For years, I was satisfied by simply admiring the paths explored by others. This was before my encounter with the material. Nothing actually happened, but surely in the shadows waiting, an intention was maturing. One day, without any ulterior motive nor intent, my eyes met with tiny little rusted hunks of steel who were worth as little as the dust from which I picked them up. This rubbish, poor soda cans, became like lace that had appeared randomly in the rain, that all of a sudden had to be saved from destruction. Pretty soon, I collected and assembled them. Little by little, they came back to life. Diverted from what seemed to be uselessness, they regain forms, colors and somehow spirits. From then on, I focused on this process and this engagement has brought me all the way from an instinctive process, to the project and thoughts that I bring forth to you today.

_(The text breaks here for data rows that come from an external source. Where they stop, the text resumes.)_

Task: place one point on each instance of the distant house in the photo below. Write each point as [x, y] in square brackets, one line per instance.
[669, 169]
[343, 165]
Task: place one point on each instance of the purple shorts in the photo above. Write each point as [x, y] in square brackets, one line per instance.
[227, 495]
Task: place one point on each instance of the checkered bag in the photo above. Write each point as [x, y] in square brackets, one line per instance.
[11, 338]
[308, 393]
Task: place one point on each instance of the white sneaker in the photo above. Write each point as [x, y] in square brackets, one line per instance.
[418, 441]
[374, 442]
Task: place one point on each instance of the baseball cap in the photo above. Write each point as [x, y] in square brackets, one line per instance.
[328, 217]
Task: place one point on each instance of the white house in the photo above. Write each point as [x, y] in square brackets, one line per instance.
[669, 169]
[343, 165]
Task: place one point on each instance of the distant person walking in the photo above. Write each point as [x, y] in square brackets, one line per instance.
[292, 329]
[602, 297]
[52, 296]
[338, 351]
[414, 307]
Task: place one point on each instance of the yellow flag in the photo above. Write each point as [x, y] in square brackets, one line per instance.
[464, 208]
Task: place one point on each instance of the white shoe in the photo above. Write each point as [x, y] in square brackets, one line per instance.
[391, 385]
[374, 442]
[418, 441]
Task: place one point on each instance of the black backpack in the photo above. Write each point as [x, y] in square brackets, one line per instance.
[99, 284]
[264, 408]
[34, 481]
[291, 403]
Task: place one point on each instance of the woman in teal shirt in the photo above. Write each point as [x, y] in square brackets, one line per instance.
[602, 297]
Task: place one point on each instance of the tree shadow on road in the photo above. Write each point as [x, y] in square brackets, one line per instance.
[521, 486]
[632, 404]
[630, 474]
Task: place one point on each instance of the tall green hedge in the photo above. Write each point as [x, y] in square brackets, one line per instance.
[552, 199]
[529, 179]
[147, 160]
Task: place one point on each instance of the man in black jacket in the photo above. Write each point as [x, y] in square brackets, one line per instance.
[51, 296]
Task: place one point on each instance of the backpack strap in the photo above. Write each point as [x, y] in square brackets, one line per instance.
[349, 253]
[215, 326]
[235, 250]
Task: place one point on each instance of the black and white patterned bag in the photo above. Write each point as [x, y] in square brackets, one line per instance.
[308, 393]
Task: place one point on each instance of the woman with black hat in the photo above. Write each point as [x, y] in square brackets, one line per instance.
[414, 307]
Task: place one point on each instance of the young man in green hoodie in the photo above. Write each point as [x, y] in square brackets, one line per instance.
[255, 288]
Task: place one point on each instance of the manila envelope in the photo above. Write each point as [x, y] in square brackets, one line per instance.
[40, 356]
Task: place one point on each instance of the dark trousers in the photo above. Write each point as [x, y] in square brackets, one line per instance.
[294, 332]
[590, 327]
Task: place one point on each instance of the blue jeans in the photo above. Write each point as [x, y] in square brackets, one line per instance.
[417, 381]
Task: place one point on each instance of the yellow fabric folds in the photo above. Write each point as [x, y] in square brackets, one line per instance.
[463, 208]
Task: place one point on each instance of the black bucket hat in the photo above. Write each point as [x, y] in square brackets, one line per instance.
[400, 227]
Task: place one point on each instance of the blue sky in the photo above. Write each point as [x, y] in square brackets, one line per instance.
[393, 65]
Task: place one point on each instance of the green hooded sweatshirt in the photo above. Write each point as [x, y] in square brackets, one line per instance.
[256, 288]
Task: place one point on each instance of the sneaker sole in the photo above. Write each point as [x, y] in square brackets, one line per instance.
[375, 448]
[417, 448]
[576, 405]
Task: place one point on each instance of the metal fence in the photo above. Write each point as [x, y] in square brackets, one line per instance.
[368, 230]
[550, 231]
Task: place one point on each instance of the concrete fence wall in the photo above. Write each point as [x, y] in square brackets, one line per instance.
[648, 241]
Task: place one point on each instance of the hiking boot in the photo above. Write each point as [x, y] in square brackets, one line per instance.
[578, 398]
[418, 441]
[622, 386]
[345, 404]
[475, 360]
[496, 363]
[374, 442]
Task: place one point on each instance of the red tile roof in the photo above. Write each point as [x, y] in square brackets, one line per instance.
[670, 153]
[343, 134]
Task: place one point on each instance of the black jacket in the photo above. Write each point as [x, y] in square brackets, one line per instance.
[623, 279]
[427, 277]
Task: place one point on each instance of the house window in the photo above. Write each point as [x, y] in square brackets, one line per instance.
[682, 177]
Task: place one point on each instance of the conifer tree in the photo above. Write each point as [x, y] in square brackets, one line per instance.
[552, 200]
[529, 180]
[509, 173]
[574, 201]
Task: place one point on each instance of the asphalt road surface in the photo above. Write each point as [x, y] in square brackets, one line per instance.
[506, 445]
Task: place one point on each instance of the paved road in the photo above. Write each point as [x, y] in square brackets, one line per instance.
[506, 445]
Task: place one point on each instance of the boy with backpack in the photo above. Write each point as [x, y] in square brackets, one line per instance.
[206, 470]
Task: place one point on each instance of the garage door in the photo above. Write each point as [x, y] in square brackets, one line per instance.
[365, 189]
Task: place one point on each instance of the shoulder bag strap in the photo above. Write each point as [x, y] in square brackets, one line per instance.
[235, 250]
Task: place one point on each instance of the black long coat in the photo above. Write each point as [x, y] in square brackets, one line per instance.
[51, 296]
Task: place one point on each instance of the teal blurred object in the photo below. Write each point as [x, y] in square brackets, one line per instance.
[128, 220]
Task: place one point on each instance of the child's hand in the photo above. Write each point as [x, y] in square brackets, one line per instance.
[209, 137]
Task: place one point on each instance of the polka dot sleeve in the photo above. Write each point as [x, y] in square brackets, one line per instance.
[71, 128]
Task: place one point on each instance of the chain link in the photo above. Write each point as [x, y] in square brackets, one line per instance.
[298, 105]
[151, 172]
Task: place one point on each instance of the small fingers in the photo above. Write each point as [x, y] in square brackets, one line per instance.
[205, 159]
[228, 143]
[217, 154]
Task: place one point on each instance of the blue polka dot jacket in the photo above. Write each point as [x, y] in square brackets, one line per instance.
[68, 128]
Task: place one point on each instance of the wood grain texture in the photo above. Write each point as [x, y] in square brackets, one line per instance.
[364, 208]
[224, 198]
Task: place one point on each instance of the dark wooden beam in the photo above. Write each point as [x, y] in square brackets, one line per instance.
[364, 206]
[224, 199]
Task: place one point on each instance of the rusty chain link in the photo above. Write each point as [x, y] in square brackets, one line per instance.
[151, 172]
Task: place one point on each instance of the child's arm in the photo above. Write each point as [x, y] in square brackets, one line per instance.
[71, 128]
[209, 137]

My aim is based neither on sustainable nor political issues. Far from seeing it as pollution, I consider oxidation as compost. To begin a sculpture I need materials in a state of advanced deterioration and that have no hope of ever being used again. Clean cities, sanitized places seem sterile areas. Landfills and heaps of scrap work just like compost, in which stigmata and scars blend to reveal a small sprout. I pick it up and I start working on until its aesthetic and symbolic intrinsic qualities appear, as if there were a core value to it. As well as I dig into the old layers of material, I find peace in some major works of art : Jean Dubuffet, who surely brings me more than I can guess ; Julio Gonzales, because of the artistic emotion that may have brought me to sculpture ; David Smith for the strength of beliefs engraved in his metallic writing. These three artists, along with a few members of New Realists group, make up the intimate mental map on which I concentrate when in need of energy to move forward.

My creation is deeply rooted in a blend of artistic and human references. My very personal digest about the mutual influences of both sides of the Atlantic Ocean will in some way seem iconoclastic. Nevertheless, it defines who I am and my understanding of the forces at hand in each of these courses. Artists have all been inspired by each other. They have all boosted, in a way and sometimes without any intentional motive, the work undertaken by others before them. Even their weakness seems to get an echo from one work to another. And the fact is that I am that sensitive to the reciprocity of French American influences. This feeling is quite difficult to contain and rationalize, so do I accept it and try to find in it my identity as an artist.

According to François Dagognet’s filing, I could be an ironic Dadaist; or an activist displaying contemporary civilization excess. More likely, I am dealing with a third range of intimate matters: time passing by, injuries, and tears: «…l’apollinien qui s’efface devant le dyonisaque ». The door is opened, behind which the man I am is at work, creating what I become - what we all will become? A used and dent metal piece that doesn’t want to vanish.